クリスマスイブ

 辺り一面雪景色である。朝日は今登ろうとしている、雲が茜色に染まっている。西方に上る月は、辺りはまだ暗いため孤高の存在を浮かび上がらせている。気温は零度前後だろう。


 今日は何と言ってもクリスマスで世間は大騒ぎだろう。昨日の街中の商店やスーパーはクリスマス商戦真っ盛りで、店員がサンタの衣装に身を飾っていた。クリスマスに向けてまだ強気の売り方をしているところが多かった。

 きっとこれが過ぎれば投げ売り状態になるのは目に見えているのだが、やはりクリスマスイブの夜にプレゼントを渡すとなれば今しか買う時期は無い。それを見越して値段をつけるのは、需要と供給の経済学的原則から言えば正しい方法で、売れ残りは、売れる価格まで下げて売り払うのも商売である。

 

 そして最終的に売れ残った商品は、来年の店頭に置かれることは無くなるわけである。それでも来年の今頃店頭に並ぶ店も無いわけではない。昔の商店は、仕入れが難しかったため、毎年売れ残りの商品を骨董屋のように店先に並べて売っていたものである。

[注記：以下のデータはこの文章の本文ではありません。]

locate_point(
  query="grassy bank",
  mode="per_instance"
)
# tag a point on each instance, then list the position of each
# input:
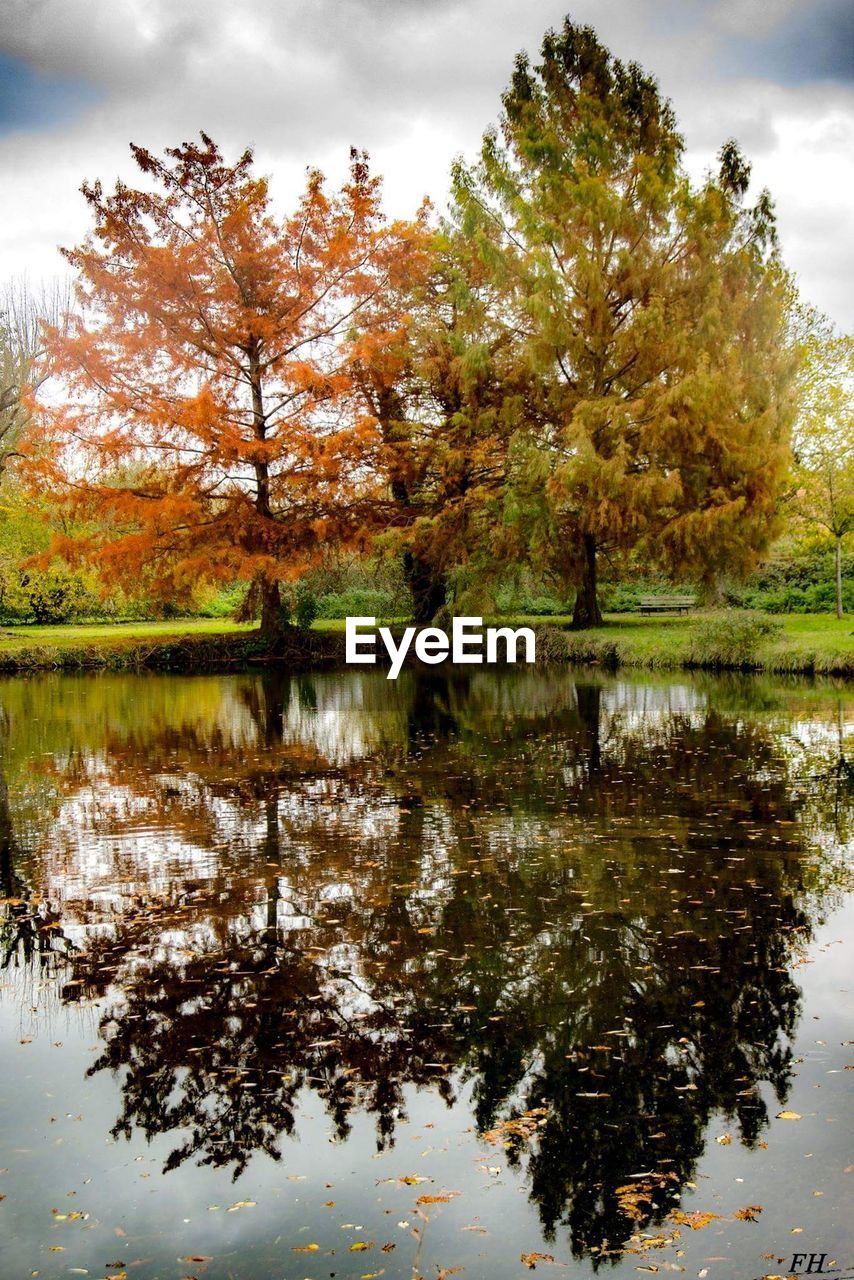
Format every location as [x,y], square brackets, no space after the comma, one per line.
[805,643]
[795,643]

 それも、仕入れの難しさからくる在庫の希少価値というものが発揮されたからで、当然の方法である。大量に売れなくともある特定の個人が必要とすればそれは商品となりうる。それがまさしく生きた経済というものだろう。

 日本の経済が回るには、クリスマスや年末商戦がカギとなる。ここで日本人が消費を繰り返さなければ、来年の景気の浮揚は無い。慎重な消費者は、浪費を戒めるかもしれないが、消費こそ日本を救う唯一の方法であるのは、政治よりも正しい方法である。

 良いものを長く使い続けるといった、大量消費時代に逆行する暮らしを求めるには、消費者の心を入れ替える充分な年月が必要である。